We can see the impact of Cobre Panama closing on its dividend triangle as both revenue and EPS have been affected.
Potential Risks
The company employs a strong business model and relies on royalties rather than being directly linked to commodity price fluctuations. Nonetheless, an investor can expect turbulence when the gold price drops; it’s highly cyclical. As a royalty-based company, FNV is subject to various tax and regulatory risks. Since it receives royalties from several countries, a change in regulation could lead to a change in distribution.
The company is running into legal issues with the Government of Panama. Panama’s Supreme Court declared First Quantum’s Cobre Panama mining contract to be unconstitutional on November 28th. Mining operations were essentially shut down late last week. First Quantum (the mine’s operator) along with FNV initiated arbitration proceedings under the Panama/Canada Free Trade Agreement.

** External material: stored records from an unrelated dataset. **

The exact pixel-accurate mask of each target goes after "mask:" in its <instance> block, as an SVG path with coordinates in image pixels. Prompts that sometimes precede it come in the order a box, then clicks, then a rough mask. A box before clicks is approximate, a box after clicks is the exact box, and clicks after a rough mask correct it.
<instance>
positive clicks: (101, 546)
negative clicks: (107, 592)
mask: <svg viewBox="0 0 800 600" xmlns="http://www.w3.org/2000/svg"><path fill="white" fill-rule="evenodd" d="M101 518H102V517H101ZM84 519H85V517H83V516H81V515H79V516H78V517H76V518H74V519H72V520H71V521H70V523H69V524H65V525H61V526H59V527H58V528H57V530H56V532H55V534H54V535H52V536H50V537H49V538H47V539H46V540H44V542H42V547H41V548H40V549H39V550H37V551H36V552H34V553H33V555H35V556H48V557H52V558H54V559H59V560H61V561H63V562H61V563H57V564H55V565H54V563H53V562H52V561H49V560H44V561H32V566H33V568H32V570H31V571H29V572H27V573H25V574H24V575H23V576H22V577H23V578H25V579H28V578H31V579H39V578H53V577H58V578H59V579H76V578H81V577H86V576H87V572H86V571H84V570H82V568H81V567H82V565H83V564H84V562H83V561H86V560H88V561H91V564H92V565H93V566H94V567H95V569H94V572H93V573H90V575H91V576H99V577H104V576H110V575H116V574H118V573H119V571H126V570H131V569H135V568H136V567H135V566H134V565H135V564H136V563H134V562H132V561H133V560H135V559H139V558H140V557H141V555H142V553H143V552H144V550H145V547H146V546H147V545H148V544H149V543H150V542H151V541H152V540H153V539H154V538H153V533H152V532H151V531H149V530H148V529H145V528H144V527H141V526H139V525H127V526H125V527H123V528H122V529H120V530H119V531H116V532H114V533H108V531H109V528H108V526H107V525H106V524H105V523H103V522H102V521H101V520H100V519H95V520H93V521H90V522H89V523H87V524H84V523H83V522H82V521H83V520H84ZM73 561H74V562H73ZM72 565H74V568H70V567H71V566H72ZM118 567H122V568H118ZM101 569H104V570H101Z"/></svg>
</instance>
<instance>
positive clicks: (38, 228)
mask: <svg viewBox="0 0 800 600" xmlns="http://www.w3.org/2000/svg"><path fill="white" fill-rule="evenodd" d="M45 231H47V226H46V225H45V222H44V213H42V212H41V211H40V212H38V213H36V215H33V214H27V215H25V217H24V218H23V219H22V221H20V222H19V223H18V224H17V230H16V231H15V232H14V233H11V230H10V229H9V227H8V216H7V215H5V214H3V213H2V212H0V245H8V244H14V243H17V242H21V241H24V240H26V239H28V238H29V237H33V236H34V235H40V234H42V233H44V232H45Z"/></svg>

Franco-Nevada expressed hope that the election could lead to a new dialogue with the incoming government, which might facilitate resolving the issues at Cobre Panama. It is clearly testing investors patience.
Final thought
Franco Nevada is a strong Canadian dividend stock, period. While the situation in Panama is a concern, I see it more as a buying opportunity for investors. The rest of the company is well, and Franco Nevada shows no debt. Worse, FNV won’t get royalties from this mine for a while, which will slow down the company’s short-term growth. However, five years from now, I doubt it will significantly impact Franco Nevada’s ability to generate cash flow.